A few beers later, either myself or James let slip the name of the hotel we were staying at.

"Hey we're staying there too" says one of the people we're stood with.

"We should meet up for a beer after the concert" he suggests.

"Yeah sure, that sounds fun" we agreed.

Our manager shows up and drags us off to the minibus which would take us back to the hotel. Our new friends and future beer brothers follow us on their mopeds.

At the hotel, we dump our bags, freshen up - after all we have just played a gig and we're not animals - and proceed downstairs to the hotel bar to meet up with our new friends. A few more people had joined the group - the more the merrier.

Manhattan O'Clock

I progressed from drinking lager to ordering Manhattan's at the hotel bar - this was my cocktail of choice at the time and something I'd practiced making many times at home. So I wasn't too pleased when it was served in a heavy, lumpy glass over ice. But whatever - I'm in India with my band and I'm out drinking with new people.

Some drinks later, one of the group suggests "Hey, I know this cool metal bar down the road, do you guys want to come?"

"Yes. Yes we do" we unanimously replied.

We didn't understand that 'down the road' literally meant 'you'll need to get on the back of my moped and hold on for dear life as I somewhat drunkenly weave in and out of traffic down these batshit crazy roads'. Fearlessly, me and James hop on the back of two mopeds, bearhug the driver and, once the adrenaline had kicked in, very much enjoyed the near death experience.

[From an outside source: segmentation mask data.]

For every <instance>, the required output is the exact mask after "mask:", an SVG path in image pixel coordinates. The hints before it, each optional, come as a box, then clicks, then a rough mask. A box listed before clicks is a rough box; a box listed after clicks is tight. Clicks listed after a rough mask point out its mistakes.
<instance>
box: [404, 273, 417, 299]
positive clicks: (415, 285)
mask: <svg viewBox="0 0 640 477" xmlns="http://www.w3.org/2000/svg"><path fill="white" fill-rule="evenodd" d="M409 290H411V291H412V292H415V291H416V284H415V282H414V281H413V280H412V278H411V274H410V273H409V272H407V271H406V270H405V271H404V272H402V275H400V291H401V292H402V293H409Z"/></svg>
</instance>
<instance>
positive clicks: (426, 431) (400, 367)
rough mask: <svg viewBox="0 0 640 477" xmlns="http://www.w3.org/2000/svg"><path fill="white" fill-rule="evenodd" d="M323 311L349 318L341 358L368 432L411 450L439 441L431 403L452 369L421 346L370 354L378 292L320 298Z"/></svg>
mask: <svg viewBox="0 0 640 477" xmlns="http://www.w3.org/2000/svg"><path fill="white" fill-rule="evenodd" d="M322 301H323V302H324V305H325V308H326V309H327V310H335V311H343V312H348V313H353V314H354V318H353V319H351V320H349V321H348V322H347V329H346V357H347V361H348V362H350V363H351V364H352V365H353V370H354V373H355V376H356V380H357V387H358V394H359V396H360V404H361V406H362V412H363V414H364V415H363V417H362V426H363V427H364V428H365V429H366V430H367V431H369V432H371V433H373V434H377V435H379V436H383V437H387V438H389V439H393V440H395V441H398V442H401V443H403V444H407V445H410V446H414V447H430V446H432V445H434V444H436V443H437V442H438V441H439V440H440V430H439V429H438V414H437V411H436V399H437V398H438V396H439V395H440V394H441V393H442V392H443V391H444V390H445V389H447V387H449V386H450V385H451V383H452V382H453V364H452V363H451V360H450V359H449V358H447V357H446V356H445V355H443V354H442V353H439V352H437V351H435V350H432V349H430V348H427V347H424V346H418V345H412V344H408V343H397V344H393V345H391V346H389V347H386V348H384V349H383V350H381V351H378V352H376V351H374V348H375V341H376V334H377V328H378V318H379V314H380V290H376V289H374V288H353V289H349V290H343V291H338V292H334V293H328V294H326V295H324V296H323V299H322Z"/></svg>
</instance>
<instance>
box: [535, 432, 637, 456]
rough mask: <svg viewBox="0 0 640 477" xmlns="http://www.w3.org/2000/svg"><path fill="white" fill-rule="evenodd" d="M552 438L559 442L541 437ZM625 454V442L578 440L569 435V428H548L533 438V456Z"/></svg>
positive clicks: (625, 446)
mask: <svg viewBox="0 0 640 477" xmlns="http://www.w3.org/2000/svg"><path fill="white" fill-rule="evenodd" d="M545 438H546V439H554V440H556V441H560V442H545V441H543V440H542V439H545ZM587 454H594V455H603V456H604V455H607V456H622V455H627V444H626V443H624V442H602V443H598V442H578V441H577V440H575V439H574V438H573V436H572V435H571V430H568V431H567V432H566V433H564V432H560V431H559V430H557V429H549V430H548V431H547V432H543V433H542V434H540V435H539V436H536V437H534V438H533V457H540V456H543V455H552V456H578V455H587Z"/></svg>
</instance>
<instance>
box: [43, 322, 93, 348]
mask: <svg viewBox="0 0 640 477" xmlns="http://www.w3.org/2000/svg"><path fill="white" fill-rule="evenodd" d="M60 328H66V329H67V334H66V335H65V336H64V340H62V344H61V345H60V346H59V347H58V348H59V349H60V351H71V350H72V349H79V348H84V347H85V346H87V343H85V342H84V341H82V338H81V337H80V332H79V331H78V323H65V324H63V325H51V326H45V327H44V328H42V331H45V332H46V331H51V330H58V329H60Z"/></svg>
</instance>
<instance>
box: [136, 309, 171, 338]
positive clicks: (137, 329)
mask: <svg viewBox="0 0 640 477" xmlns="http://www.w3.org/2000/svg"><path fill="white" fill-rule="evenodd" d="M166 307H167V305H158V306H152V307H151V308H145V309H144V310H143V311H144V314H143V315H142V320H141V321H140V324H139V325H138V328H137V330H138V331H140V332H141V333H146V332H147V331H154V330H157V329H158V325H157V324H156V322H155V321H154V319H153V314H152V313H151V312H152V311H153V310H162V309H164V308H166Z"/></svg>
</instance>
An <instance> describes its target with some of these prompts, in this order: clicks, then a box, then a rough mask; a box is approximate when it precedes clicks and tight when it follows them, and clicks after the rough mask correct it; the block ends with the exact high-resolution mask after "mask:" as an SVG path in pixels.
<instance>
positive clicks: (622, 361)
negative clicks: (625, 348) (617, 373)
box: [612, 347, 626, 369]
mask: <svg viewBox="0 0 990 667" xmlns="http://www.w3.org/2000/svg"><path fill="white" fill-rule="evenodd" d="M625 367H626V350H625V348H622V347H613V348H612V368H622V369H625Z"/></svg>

We arrive at the bar and are sat down at a large table while a couple of guys go up to order beers from the bar. They went all out - they returned with a pitcher-keg of beer which was placed in the centre of the table for us to devour.

A keg or two later...

"Let's take this back to the hotel" I suggested.

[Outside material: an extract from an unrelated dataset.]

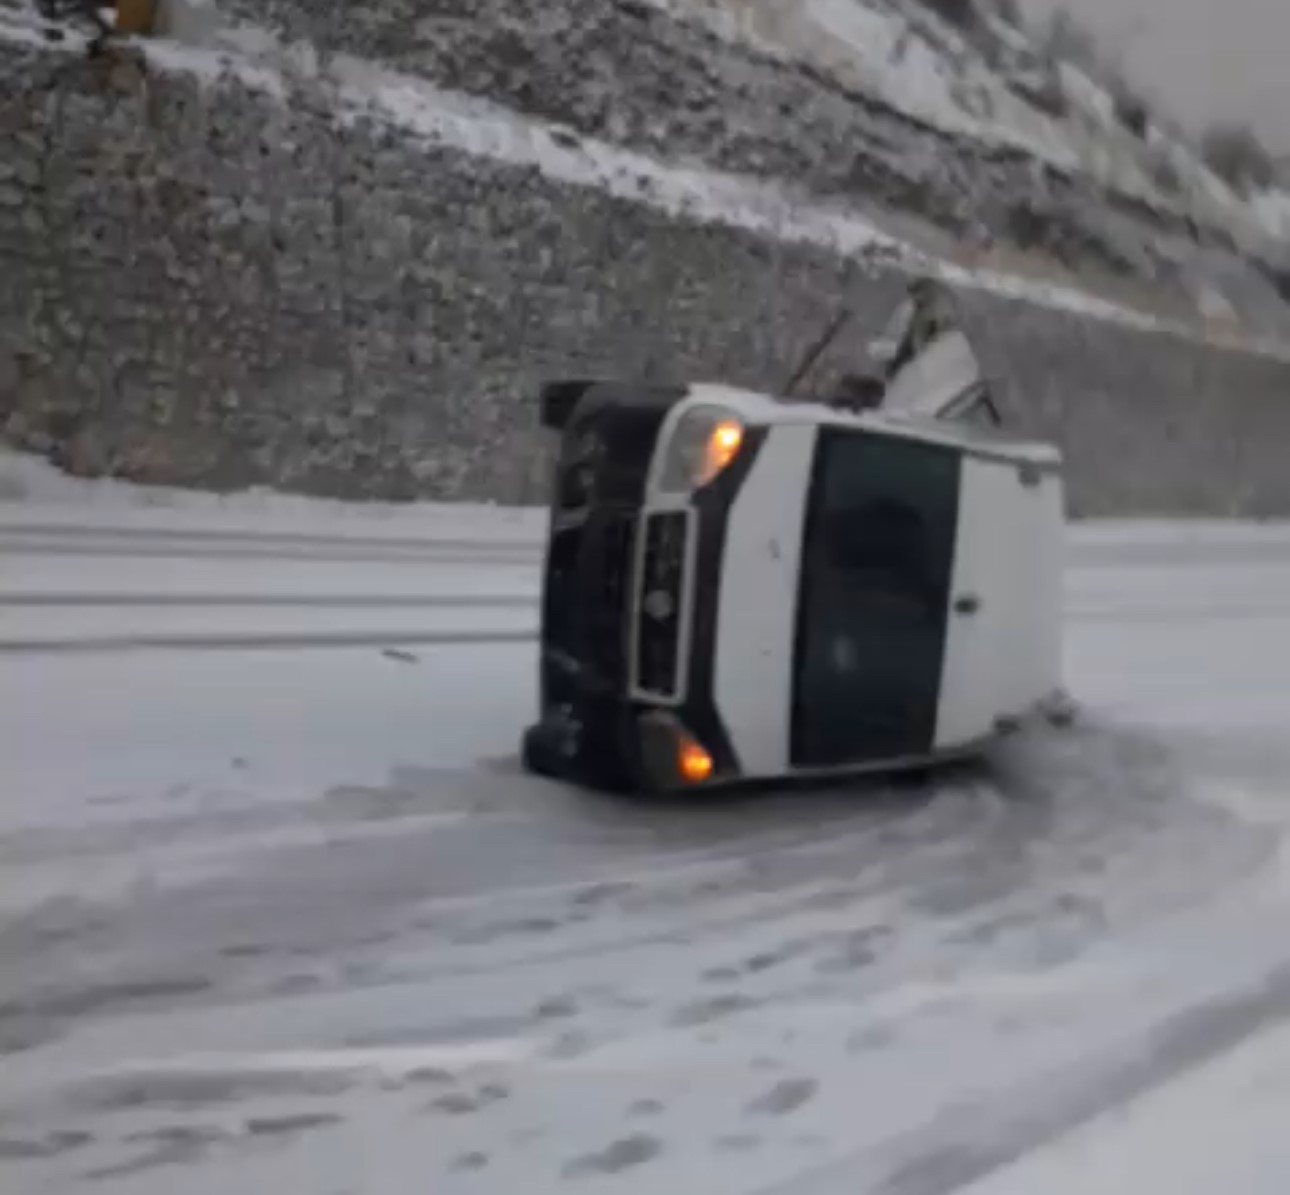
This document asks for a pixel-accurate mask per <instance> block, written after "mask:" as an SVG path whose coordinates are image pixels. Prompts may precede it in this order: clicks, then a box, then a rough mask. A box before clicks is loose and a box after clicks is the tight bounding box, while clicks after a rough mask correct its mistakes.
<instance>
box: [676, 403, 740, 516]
mask: <svg viewBox="0 0 1290 1195" xmlns="http://www.w3.org/2000/svg"><path fill="white" fill-rule="evenodd" d="M742 447H743V423H742V422H740V421H739V419H738V418H737V417H735V416H733V414H731V413H730V412H729V410H725V409H724V408H721V407H695V408H693V409H691V410H688V412H686V413H685V414H684V416H682V417H681V419H680V421H679V422H677V425H676V427H675V428H673V430H672V436H671V439H670V440H668V443H667V449H666V453H664V457H663V466H662V468H660V470H659V480H658V488H659V489H660V490H663V492H664V493H670V494H682V493H689V492H690V490H691V489H698V488H699V487H703V485H707V484H708V483H710V481H711V480H712V479H713V477H716V476H717V475H719V474H720V472H721V471H722V470H724V468H725V467H726V466H728V465H730V462H731V461H733V459H734V458H735V457H737V456H738V454H739V449H740V448H742Z"/></svg>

We each had our own room at the hotel, which was nicer than any hotel I'd ever stayed in. The bar was still open and in my room we had a minibar to raid. These people had been so kind to us that I felt an urge to return the kindness by attempting to offer a memorable night for all.

I. Was. Drunk. Really really out of my face drunk. What's the best thing to do when you're drunk? Get in the bath of course, fully clothed, and start the water flowing.


This is the last thing I remember.

I was woken up - in that bath - by our manager, rushing me to get my shit together as we had to leave the hotel to catch a flight to New Delhi for show number two. I was still drunk, until we got to the airport, at which time I could not deal with life.

I lay down on the cool floor of the airport at every possible moment to help me through the waves of nausea. In the end, Dan ended up pushing me through the airport in a wheelchair. I don't have a photo of that - sorry.

If there's one lesson we can all learn from this... always have fun and say yes to things. No regrets.

There's another story that I'm going to save for another time because, there's probably going to be another round of these stories if folks enjoy this blog.

Please let me know the type of thing you'd like to see me write about and I'll do my best to cover those topics.

For now - peace - any I hope you enjoyed this.